The concept of empowerment in diabetes care was first introduced by Funnell and colleagues in 1991. They stated that:
‘Patients were empowered when they have the knowledge, skills, attitudes and self-awareness to influence their own behaviour and that of others in order to improve the quality of their lives’
However, Gibson (1991) described empowerment as a composite of attributes that relate to:
- The client
- The nurse
- The relationship between the client and the nurse.
Although much of the work of the specialist nurse focuses on the behaviour of the patient, it is important that the nurse also has self-awareness of his/her own behaviours and how they might empower or disempower the patient.
Quality of life
One area that is often neglected in discussions with patients about what they want for themselves and their diabetes is acknowledgement of quality of life. Lip service is paid to this complex construct and despite numerous definitions it is recognised that quality of life is a subjective measure (Everett and Kerr, 2001). A helpful definition includes the domains of psychological state, physical wellbeing, role functioning and social support (Meadows, 1991).
A patient’s decision to try to achieve psychological and physical wellbeing can be understood from the following quote (Brown, 2001):
‘I always keep my blood sugars high… That way you feel better. See, if you get them just the way they want them – between 4 and 6 – you feel worn out…tired all the time…yawning all day… But if you keep them a bit higher, then that way you feel good….’
Empowering or disempowering?
It is important to understand that empowerment is not something we can do to others. The concept of empowerment derives from person-centred philosophy, where one of many beliefs of the person-centred practitioner is that human nature is essentially constructive and not destructive (Bozarth et al, 1986) and that so-called destructive behaviour may arise from disempowering people, relationships and events (Brown, 2001).
An understanding of the concept of partnership is important. A recent concept analysis (Gallant et al, 2002) describes key attributes to successful partnership. These include:
- Beginning with the agreement to partner
- Fostering the patient’s identification of his/her strengths through listening
- Building trust by communicating respect and being non-judgmental
- Respectful merging of patient and nurse information and experience.
It has long been acknowledged that counselling skills enhance a person-centred communication process between the nurse and the patient (Brown, 1996). However, more recent theories suggest that different approaches to people of different personality types may optimise the relationship between nurse and patient.
Ciechanowski et al (2002) have identified that people with different attachment styles are likely to vary in the way they can access services. Attachment theory states that styles develop depending on the experience of parenting that the individual has had as an infant. Those with dismissing attachment style are more likely to have poor glycaemic control than those with secure attachment style (Table 1).
Ciechanowsi et al have suggested that it may be important to relate in a person-centred but relatively distant manner with those exhibiting dismissing attachment style (potentially 25% of the population), and that these people may benefit from having several different care providers rather than only one.
Recent counselling theory (Joines and Stewart, 2002) suggests that, depending on the personality type and adaptation of the patient, it may be better to either use or avoid questions about thinking, feeling or doing (Figures 1 and 2).
Another modality that can help the nurse to understand the often unspoken processes that go on in the relationship is a theory of personality and communication called transactional analysis (Stewart and Joines, 1987).
Central to transactional analysis is the theory of the parent, adult and child ego states.

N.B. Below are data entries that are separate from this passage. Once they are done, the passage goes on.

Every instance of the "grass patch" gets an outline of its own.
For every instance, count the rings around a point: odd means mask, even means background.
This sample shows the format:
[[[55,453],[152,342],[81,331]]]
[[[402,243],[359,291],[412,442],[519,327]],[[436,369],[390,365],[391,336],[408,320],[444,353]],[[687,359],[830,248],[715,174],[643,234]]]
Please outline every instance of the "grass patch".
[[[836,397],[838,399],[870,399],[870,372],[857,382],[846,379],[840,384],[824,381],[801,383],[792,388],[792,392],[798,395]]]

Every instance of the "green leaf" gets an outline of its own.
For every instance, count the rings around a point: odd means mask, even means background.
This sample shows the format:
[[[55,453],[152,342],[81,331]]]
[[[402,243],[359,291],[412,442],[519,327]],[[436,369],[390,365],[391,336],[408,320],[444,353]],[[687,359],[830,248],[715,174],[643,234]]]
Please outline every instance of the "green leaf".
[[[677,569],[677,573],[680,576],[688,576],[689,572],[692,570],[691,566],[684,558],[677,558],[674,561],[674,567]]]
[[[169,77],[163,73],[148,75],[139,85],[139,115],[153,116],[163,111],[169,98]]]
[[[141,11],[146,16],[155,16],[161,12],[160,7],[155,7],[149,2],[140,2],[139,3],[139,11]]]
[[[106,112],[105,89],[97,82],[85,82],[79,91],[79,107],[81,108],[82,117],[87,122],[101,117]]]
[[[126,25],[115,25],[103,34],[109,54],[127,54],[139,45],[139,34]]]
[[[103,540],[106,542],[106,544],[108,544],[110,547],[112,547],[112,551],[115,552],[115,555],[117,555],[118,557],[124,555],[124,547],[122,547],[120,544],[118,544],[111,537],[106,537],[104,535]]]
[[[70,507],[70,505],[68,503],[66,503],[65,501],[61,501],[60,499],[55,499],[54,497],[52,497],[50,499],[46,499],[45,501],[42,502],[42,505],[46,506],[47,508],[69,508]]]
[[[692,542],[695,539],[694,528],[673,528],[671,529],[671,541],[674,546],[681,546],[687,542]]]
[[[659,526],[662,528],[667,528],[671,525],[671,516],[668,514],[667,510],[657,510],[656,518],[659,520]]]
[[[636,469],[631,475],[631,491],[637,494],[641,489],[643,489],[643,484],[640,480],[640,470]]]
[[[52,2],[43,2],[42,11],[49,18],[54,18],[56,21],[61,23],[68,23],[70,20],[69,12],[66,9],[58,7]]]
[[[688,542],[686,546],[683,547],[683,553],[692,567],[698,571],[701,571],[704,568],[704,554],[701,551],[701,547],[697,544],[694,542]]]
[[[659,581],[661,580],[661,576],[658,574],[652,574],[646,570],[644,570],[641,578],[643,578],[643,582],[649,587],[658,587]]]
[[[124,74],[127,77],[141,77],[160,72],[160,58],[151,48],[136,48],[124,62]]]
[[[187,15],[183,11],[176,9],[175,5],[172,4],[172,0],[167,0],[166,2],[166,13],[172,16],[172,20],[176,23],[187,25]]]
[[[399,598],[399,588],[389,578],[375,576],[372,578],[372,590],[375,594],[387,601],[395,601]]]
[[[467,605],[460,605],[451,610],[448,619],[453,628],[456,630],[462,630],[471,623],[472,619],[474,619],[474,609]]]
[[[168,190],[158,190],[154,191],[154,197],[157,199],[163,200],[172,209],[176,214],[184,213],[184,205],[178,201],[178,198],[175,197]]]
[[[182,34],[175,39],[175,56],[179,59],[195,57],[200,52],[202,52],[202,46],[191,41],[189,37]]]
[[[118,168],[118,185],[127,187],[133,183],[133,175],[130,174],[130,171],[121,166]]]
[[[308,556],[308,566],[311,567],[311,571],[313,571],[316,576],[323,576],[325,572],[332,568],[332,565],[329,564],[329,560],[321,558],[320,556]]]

These three ego states exist within each of us and communicate with each other (Figures 3 and 4) – sometimes inappropriately.
In particular, there is a tendency for a nurse to be in controlling parent mode (nurturing or controlling) and the patient to respond from adapted child mode (rebellious or conforming). This can manifest itself in the form of psychological games which are played out of awareness, and where each individual takes the role of either victim, rescuer or persecutor. Popular games include ‘Poor me’, ‘Blame others’ and ‘Why don’t you…yes but’. During a game, the nurse might suggest ‘Why don’t you…? (rescuing role) and the patient says ‘Yes but…’ (persecutor role).
These roles may switch, with the nurse becoming persecutor as she blames the patient for getting nowhere, and the patient becoming a victim – also for getting nowhere! The good news is that awareness of game playing can allow the players to abort the game!
The empowerment model
Since 1997, there have been empowerment workshops for nurses working in diabetes throughout the UK (Cradock et al, 1999). The 2-day workshops assist people with diabetes (and nurses) to follow four steps towards behaviour change:
- Step 1 – Identify the issue (What do you want to talk about today?)
- Step 2 – Explore feelings and values (What is important to you?)
- Step 3 – Identify goals and choices (What would you like to happen?)
- Step 4 – Committing to action (When will you start?)
The key to success throughout the four steps is the use of a series of open questions and reflecting on thoughts and feelings.
There is a multitude of evidence to support the idea that the collaborative patient– provider relationship is associated with better outcomes for people with diabetes. The definition for the empowered patient cited above could be applied to the nurse, who also requires the knowledge and skills, attitude and self-awareness to enhance the relationship that she/he has with the person with diabetes.